As if the Germans and constant threat of invasion weren't bad enough, the platoon have their own local problems, not least from common greengrocer and despised chief ARP Warden Hodges; Pike's interfering mother (who has a "relationship" with Wilson); the vicar and verger who run the church hall where the platoon parade; and Mainwaring's terrifying but never-seen wife Elizabeth.

Despite all that age, war, and their own pomposity, infighting and incompetence throws at them, these fine boys make up England's last line of defence against Nazi attack. God save them - and God help us!

Our Review: What can be said about this remarkable programme that has not been said already? Not a lot. Dad's Army is British comedy at its best.

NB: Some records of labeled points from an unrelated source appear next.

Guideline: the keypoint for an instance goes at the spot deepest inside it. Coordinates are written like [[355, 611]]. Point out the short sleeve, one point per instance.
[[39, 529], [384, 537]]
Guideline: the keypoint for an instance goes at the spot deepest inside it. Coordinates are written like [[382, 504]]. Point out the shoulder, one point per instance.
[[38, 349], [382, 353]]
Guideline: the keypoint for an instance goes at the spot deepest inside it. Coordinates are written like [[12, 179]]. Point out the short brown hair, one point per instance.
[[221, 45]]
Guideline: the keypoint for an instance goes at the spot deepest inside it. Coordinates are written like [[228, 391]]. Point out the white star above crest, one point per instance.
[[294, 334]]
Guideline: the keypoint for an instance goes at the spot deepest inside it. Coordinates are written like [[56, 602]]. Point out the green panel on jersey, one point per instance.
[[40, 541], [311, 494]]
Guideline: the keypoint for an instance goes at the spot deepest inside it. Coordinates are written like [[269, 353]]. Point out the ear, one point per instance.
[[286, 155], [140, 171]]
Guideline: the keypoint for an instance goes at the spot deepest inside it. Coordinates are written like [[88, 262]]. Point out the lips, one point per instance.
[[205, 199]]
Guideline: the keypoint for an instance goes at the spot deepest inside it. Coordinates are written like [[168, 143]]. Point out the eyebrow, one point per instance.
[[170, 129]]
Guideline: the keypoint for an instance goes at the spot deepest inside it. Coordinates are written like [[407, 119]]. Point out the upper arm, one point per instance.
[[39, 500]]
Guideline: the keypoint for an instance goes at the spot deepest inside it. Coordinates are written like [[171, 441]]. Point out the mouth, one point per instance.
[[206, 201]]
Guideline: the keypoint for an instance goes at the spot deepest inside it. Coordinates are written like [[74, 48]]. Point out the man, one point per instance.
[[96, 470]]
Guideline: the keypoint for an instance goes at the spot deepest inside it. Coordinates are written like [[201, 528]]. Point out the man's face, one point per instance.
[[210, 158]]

Although the series is now over 40 years old, it still attracts new fans each and every year with its simple but lovingly-crafted, family-friendly humour and familiar period setting. While most comedy shows date, Dad's Army was produced some 30-odd years after its setting, meaning the most datable aspects of comedy - fashion, cultural references and social attitudes - were already irrelevant and unidentifiable to viewers, and so not included. Croft and Perry's top-class scripts draw their comedy from broad, evergreen issues of human personality conflict and triumph, set against an important historical background that is familiar to each Briton from a young age.

Indeed, the series is further enhanced by its basis on real events, the writers drawing on their own experiences: Jimmy Perry based Pike upon himself, having been a member of the Home Guard during World War II, whilst David Croft was an ARP man. The cast cement the high quality scripts with impeccable, career-defining performances. Arthur Lowe in particular receives deserved continued praise for his role as Captain Mainwaring, and his on-screen chemistry with John Le Mesurier's Sergeant Wilson is a testament to the fine comedic talents of the pair.

Dad's Army is still loved to this day. A major 2004 nationwide poll to find the greatest British sitcoms of all time ranked the show at number 4, and Saturday afternoon repeats on BBC Two continue to attract audiences of around 2 million - a figure most new contemporary sitcoms can but dream of.